Die von elf EU-Ländern geplante Einführung einer Steuer auf Finanztransaktionen ab 2014 stockt. Unter EU-Parlamentariern laufen momentan "heftige Diskussionen" über den im Februar vorgelegten Vorschlag der EU-Kommission, sagte der bei den Konservativen zuständige Berichterstatter Othmar Karas (ÖVP) am Donnerstag. Er fürchtet, dass die Einnahme zu einer nationalen Cash Cow verkommen könnte, anstatt Lenkungseffekte zu erzielen. Insgesamt seien bereits 170 Abänderungsanträge eingebracht worden.

Direkten Lobbyismus in Richtung Aufweichung gebe es nicht, sagte Karas. "Bei mir hat noch keine Bank interveniert."

Lenkungseffekt vs. Obulus

Österreich hat die Einnahmen aus der Finanztransaktionssteuer bereits für 2014 budgetiert, 500 Millionen Euro soll sie einbringen. Ob Zeitpunkt und Höhe realistisch sind, vermag Karas nicht zu sagen. "Ich kenne weder den Prozentsatz, den Österreich auf den Minimalsatz draufschlagen will, noch die Berechnungsgrundlage." Es gebe lediglich die Aussage von Bundeskanzler Werner Faymann (SPÖ), wonach er Spielraum nach oben sehe. Die Kommission sieht Steuersätze von 0,1 Prozent auf Aktien und Anleihen sowie 0,01 Prozent für Derivatkontrakte vor.

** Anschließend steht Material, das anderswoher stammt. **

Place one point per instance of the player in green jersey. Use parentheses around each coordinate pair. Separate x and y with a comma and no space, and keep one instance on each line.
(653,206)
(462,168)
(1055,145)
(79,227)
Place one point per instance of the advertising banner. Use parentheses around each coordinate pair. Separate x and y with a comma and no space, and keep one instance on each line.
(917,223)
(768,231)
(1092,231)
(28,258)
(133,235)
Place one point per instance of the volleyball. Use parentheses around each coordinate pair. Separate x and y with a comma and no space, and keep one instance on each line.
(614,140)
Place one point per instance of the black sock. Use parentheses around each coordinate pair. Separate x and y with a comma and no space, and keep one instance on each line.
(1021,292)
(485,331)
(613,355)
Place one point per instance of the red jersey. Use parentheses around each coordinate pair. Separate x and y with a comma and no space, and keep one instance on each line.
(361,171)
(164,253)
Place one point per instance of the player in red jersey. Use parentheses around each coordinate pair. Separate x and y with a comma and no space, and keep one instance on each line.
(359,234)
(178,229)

Faymann hatte im Februar gesagt, bei derivativen Produkten könnte er sich 0,015 Prozent vorstellen.

Die Finanzbranche jedenfalls ruft seit Monaten nach Ausnahmen, etwa bei Pensionsfonds oder Instrumenten, die nicht nur zum Zocken da sind, sondern der Absicherung von täglichen Geschäften dienen. Karas geht es laut Eigenaussage darum, die Abgabe so zu gestalten, dass sie den geplanten Lenkungseffekt erfüllt und nicht mit beschlossenen Steuerungsmaßnahmen im Finanzsektor - etwa die strengeren Kapitalvorschriften für Banken (Basel III) oder die Finanzmarktrichtlinie MiFID - im Widerspruch steht. Karas hat daher selbst neun Abänderungsanträge eingebracht.

Teufel im Detail

"Wir dürfen den ordnungspolitischen Ansatz nicht verlieren. Die Elf-Staaten-Lösung ist nur die viertbeste", so Karas. Ziel sollte sein, Finanztransaktionen weltweit zu besteuern, dafür solle sich die EU-Kommission im Rahmen der G-20 einsetzen. Weiters verlangt Karas, dass die teilnehmenden Mitgliedstaaten alle denselben Steuersatz einführen und dass die Einnahmen langfristig ins EU-Budget fließen. Das wäre freilich erst möglich, wenn alle Staaten mitmachen. Momentan sieht die EU-Kommission laut Karas vor, dass die Staaten ihren EU-Mitgliedsbeitrag um die Einnahmen bis zum Minimalsatz reduzieren können - also ein "Nullsummenspiel für die EU".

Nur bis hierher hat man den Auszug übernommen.